First, it was Chrome Apps. Now, it seems that Chrome browser extensions are the next targets of Google’s Chrome Web Store cleanup. While extensions aren’t going away completely, there might be a great culling in the coming months all the way to February next year when Google completely disables its built-in payment system that would force paid Chrome extensions to use their own payment system or, more likely, to disappear or die out.
Browser extensions were once a point of pride for the likes of Chrome and Firefox but, of late, they have become liabilities more than assets. That’s especially the case when mobile versions of the browsers don’t even support some of the most popular extensions, which further makes them look less appealing. Save for a few notable ones, particularly those for ad-blocking or password management, extensions have largely gone out of fashion over the past years.
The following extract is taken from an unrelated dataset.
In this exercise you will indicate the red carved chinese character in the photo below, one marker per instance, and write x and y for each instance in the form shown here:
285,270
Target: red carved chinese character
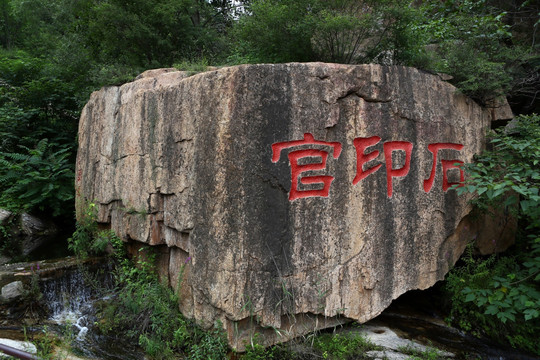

The situation may have been worse for Chrome extensions you had to pay for, which may surprise many users that don’t even know they exist. That may have been the case to the point that Google has decided it was pointless to continue supporting the Chrome Web Store’s payment system which could be used as a vector of attack for hacking the store.
To be clear, Google isn’t killing off paid Chrome extensions completely but that may very well be the end result. What it is technically doing is shutting down the payment system used by developers of these extensions, forcing them to look for their own payment solutions to use. Unless they’re a big developer or have a popular extension, however, they might simply be forced to put up the extension for free or remove them entirely.
Developers have until February 1 next year to make the necessary arrangements, though free trials will already be disabled by December 1. Google itself says that the Web has come a long way since the Chrome Web Store launched and this move could see a culling of many paid but abandoned extensions in the process. It also makes extension development look less attractive from a business point of view and eventually kill off that market entirely.